The role of the teacher is indescribably invaluable to our society, particularly in such disaffected parts of the world such as the ninety districts who had to take such radical measures, where federal aid is so minuscule wit and intellect may genuinely be the sole hope of those aspiring to the modest of goal of living free of poverty. However in American public sector workers are forgotten by their pay packets, and in Oklahoma it isn’t just teachers; highway patrol workers have been told not to fill their fuel tanks to capacity and drunk drivers go free when their is nobody to process their tickets.
Such first world travesties are the result, in the particular case of Oklahoma, of a 1992 ballot initiative which proposed that the state could only raise taxes with a 3/4 majority in the state assembly, creating a one-way system whereby every tax cut is effectively permanent whereas any tax amendment is practically non-negotiable. These include sweetheart deals for fracking companies and deep tax cuts to the state’s wealthiest residents. The four-day school weeks will be nothing but a public embarrassment however, and US businesses based in other states will not be keen to invest in Oklahoma, which is effectively broke, meaning that the free market suppositions which incentivised the permanent cuts will not save it’s public sector workers, aside from providing them minimum wage jobs stacking shelves between making lesson plans.
The 1992 ballot initiative in Oklahoma will sound familiar to those following the Republican congressional tax-reform bill passed at the end of last year.

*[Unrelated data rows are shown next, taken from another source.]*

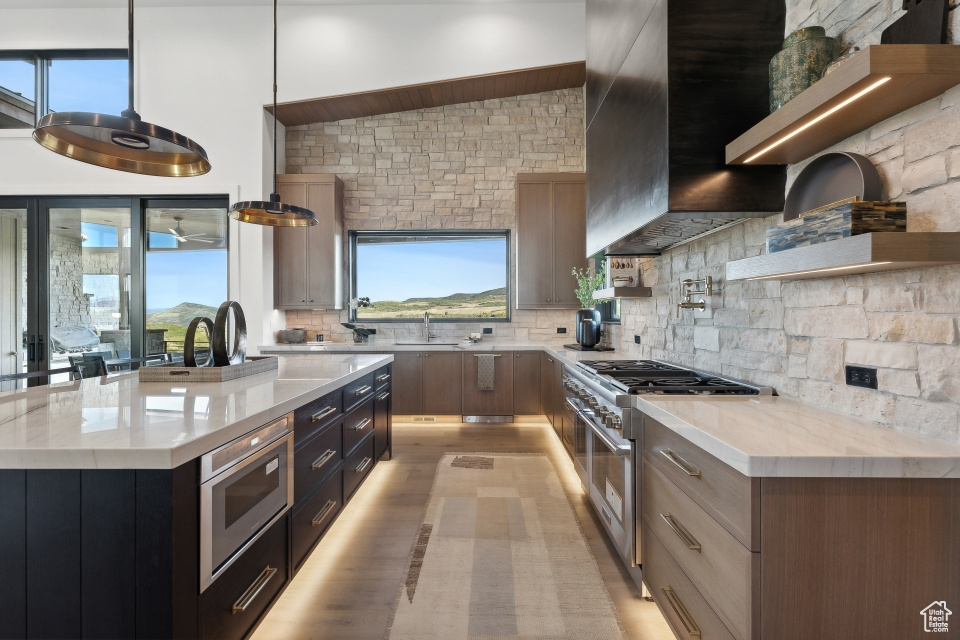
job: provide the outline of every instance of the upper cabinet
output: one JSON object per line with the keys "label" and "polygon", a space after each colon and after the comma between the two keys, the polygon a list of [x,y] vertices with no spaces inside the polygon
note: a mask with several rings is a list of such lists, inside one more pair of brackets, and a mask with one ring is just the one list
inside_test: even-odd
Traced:
{"label": "upper cabinet", "polygon": [[281,175],[280,200],[307,207],[319,224],[273,230],[277,309],[343,309],[343,182],[335,175]]}
{"label": "upper cabinet", "polygon": [[586,175],[517,174],[517,309],[579,309],[586,266]]}

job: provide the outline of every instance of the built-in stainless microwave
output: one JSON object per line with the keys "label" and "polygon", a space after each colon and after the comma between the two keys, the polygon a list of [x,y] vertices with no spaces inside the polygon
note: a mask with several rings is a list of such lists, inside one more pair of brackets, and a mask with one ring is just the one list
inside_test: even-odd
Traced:
{"label": "built-in stainless microwave", "polygon": [[200,458],[200,591],[293,504],[293,416]]}

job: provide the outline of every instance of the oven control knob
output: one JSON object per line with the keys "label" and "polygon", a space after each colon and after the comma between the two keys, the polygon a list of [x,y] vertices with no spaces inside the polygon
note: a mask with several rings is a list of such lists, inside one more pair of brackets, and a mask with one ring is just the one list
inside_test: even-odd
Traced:
{"label": "oven control knob", "polygon": [[593,415],[597,416],[598,418],[604,417],[604,414],[606,413],[608,413],[607,408],[602,404],[598,404],[593,408]]}
{"label": "oven control knob", "polygon": [[587,406],[596,408],[597,405],[599,405],[599,404],[600,404],[600,402],[599,402],[596,398],[594,398],[593,396],[589,396],[589,397],[587,398]]}
{"label": "oven control knob", "polygon": [[590,397],[590,392],[581,387],[577,389],[577,397],[579,397],[581,400],[586,400]]}
{"label": "oven control knob", "polygon": [[623,429],[623,421],[620,419],[620,416],[614,415],[613,413],[608,415],[604,422],[606,422],[607,426],[611,429],[616,429],[617,431],[621,431]]}

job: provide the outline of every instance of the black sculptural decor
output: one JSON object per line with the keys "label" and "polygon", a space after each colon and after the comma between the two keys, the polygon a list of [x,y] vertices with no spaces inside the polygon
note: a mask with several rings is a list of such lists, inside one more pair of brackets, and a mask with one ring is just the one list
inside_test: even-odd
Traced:
{"label": "black sculptural decor", "polygon": [[[230,312],[233,312],[233,337],[227,340],[227,326],[230,320]],[[210,347],[207,349],[206,358],[202,362],[197,362],[197,330],[203,327],[207,334]],[[233,348],[230,349],[230,345]],[[232,300],[227,300],[217,309],[215,320],[210,318],[196,317],[190,321],[187,327],[187,335],[183,342],[183,364],[187,367],[227,367],[232,364],[240,364],[247,358],[247,321],[243,315],[243,309]]]}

In it taxes were cut across the board, but while tax cuts to the top 1% of America’s income bracket remain permanent, tax cuts to 83 million American middle-class families will be so degraded that by 2028 their taxes will have seen a relative rise. Like the Oklahoma microcosm, tax cuts are locked in, while reform will remain off the table and like Oklahoma, America might just go broke for it. These are not the whims of the market playing out on on a national scale; these are policy decisions made by politicians, in a bill which had 6000 lobbyists working on it’s creation behind closed doors but not one public hearing. In Trump’s America, the “forgotten men and women” are not only forgotten still, but wilfully ignored.